ABSTRACT

Using Reviel Netz’s Barbed Wire: An Ecology of Modernity (2004) as a starting point, this chapter focuses specifically on one object, barbed wire, and on the ways in which this object has shaped and continues to shape the flow (the freedom of movement) of people and ideas. Barbed wire, “twisted wires armed with barbs or sharp points – also called barbwire” according to Merriam Webster has been digging into soil and skin, and ensuring that there is always (always will be) an inside and outside. Barbed wire was invented in 1874 in the American Great Plains, and its original purpose was to prevent the movement of animals (of cows) and not of people.

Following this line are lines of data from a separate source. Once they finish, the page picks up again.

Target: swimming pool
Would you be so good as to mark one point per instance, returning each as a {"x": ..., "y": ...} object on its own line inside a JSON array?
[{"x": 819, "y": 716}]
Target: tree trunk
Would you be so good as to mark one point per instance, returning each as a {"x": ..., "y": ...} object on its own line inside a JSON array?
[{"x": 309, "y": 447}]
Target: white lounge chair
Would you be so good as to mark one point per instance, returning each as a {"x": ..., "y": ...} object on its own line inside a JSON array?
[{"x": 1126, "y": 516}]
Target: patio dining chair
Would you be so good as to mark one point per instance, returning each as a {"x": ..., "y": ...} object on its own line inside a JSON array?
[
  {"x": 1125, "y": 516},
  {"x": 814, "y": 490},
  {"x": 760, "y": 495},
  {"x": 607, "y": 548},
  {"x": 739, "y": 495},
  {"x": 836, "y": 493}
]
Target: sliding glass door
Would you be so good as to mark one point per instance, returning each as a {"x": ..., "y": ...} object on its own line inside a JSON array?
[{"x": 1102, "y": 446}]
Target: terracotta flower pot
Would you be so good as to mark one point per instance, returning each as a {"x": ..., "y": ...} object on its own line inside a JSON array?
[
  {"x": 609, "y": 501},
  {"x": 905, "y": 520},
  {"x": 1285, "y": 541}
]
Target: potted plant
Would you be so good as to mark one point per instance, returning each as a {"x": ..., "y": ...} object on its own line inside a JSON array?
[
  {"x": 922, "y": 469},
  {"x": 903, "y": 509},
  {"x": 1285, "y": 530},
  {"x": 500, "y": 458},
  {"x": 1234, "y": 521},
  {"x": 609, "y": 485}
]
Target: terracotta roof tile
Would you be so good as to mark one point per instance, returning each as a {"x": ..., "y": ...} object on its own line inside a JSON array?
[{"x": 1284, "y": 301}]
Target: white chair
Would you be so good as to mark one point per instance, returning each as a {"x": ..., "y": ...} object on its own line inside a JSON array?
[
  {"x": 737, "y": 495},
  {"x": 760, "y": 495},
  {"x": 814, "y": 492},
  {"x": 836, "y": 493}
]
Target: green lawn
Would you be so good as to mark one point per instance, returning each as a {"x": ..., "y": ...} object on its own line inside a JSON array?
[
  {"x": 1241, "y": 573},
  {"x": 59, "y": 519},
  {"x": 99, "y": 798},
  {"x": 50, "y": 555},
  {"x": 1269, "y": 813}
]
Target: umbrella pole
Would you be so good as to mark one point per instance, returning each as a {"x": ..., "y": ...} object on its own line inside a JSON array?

Yet the fact that this period also coincides with several colonial wars across the world soon led to new applications for this extremely convenient and affordable tool. Barbed wire, writes Reviel Netz, “opened the way for a new kind of control over colonial space” (59). Moreover, when the razor wire fences were set up at the US-Mexico border in 2018 to stop the so-called caravan, the fences in Ceuta and Melilla, the Spanish enclaves in Morocco immediately came to mind. The use of razor wire at the border fences across the world today often leads journalists to evoke the Berlin Wall. Barbed wire fences anywhere are where technological sophistication mixes with cruelty (Boyero, Atencia, Tirandafyllidou). Recent texts about border crossings do not focus so much on the ways in which barbed wire frames the landscapes, but rather on the moments when the barbed wire or the razors cut through skin. Invented to stop the movement of animals, barbed wire may obstruct the movement of people as it inflicts unbearable pain on the bodies of migrants. But it will not stop their movement. There may always be a fence, but there will also always be people crossing the fence. As people cross borders, borders, barbed wire, and razor wire fences quite literally cross them.